In case of hypersensitivity, a newer macrolide, such as azithromycin, roxithromycin or clarithromycin, is a good alternative in countries with low pneumococcal macrolide resistance. National/local resistance rates should be considered when choosing a particular antibiotic. When there are clinically relevant bacterial resistance rates against all first-choice agents, treatment with levofloxacin or moxifloxacin may be considered (C4).
Is anti-influenza treatment useful in patients with LRTI?
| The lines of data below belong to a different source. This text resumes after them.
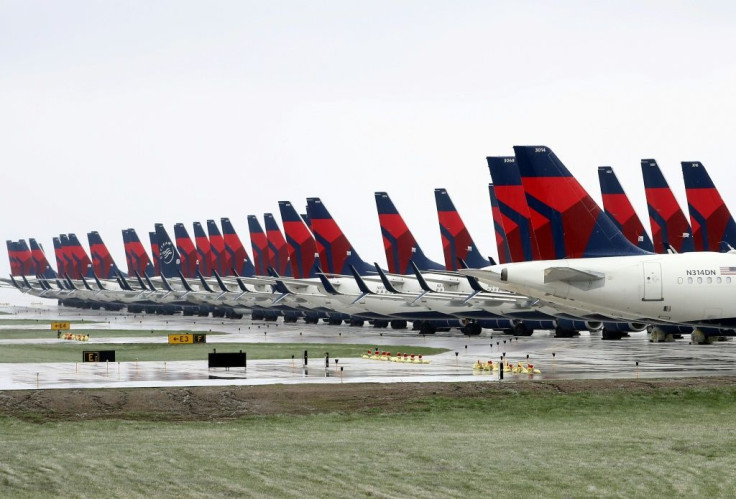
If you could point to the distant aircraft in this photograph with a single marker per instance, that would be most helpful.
(713, 226)
(624, 282)
(618, 207)
(670, 228)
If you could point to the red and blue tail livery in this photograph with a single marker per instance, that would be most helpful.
(502, 243)
(515, 217)
(277, 245)
(573, 226)
(169, 259)
(222, 261)
(239, 259)
(43, 267)
(456, 241)
(186, 249)
(619, 208)
(712, 223)
(670, 228)
(335, 251)
(398, 241)
(302, 248)
(102, 263)
(204, 251)
(136, 256)
(259, 244)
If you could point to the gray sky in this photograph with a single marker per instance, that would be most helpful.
(121, 114)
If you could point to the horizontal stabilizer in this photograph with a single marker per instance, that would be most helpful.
(568, 274)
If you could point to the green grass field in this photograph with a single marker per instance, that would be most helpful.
(616, 444)
(19, 334)
(71, 351)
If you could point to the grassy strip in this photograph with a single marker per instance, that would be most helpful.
(672, 442)
(70, 351)
(20, 334)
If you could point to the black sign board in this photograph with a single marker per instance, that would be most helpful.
(229, 359)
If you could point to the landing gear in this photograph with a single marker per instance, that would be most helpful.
(607, 334)
(471, 329)
(521, 329)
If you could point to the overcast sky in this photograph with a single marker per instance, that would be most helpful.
(122, 114)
Influenza is an important pathogen causing LRTI and is the only viral pathogen susceptible for treatment in primary care. Amantadine and rimantadine have been available for several decades. A recent meta-analysis indicated that both agents reduce the duration of symptoms on average by one day 33. However, these drugs have been shown to induce resistance, do not work against influenza B and have frequent side-effects, mainly neurological and gastro-intestinal 34. Since 1995, new anti-viral compounds, oseltamivir and zanamivir, have been introduced. A recent meta-analysis concluded that both agents reduced symptom duration by, on average, 0.7–1.5 days in healthy adults with a clinical flu syndrome, provided that treatment was started within 48 h of the onset of the clinical syndrome 35. However, data on patients at risk for complications were very scarce. Monto et al. 36 noticed a relative reduction of complications of influenza of 29%, and a beneficial effect of treatment in patients aged >50 yrs (3 days difference). The same effect reached statistical significance in high-risk patients when patients from all available trials were pooled. However, the number of high-risk patients was limited and studies did not examine mortality as an end-point. In addition, one should realise that in the vast majority of cases, patients consult their GP far too late to benefit from anti-viral treatment.
Recommendation
The empirical use of anti-viral treatment in patients suspected of having influenza is usually not recommended (B1). Only in high-risk patients who have typical influenza symptoms (fever, muscle ache, general malaise and respiratory tract infection), for <2 days, and during a known influenza epidemic, can anti-viral treatment be considered (C1).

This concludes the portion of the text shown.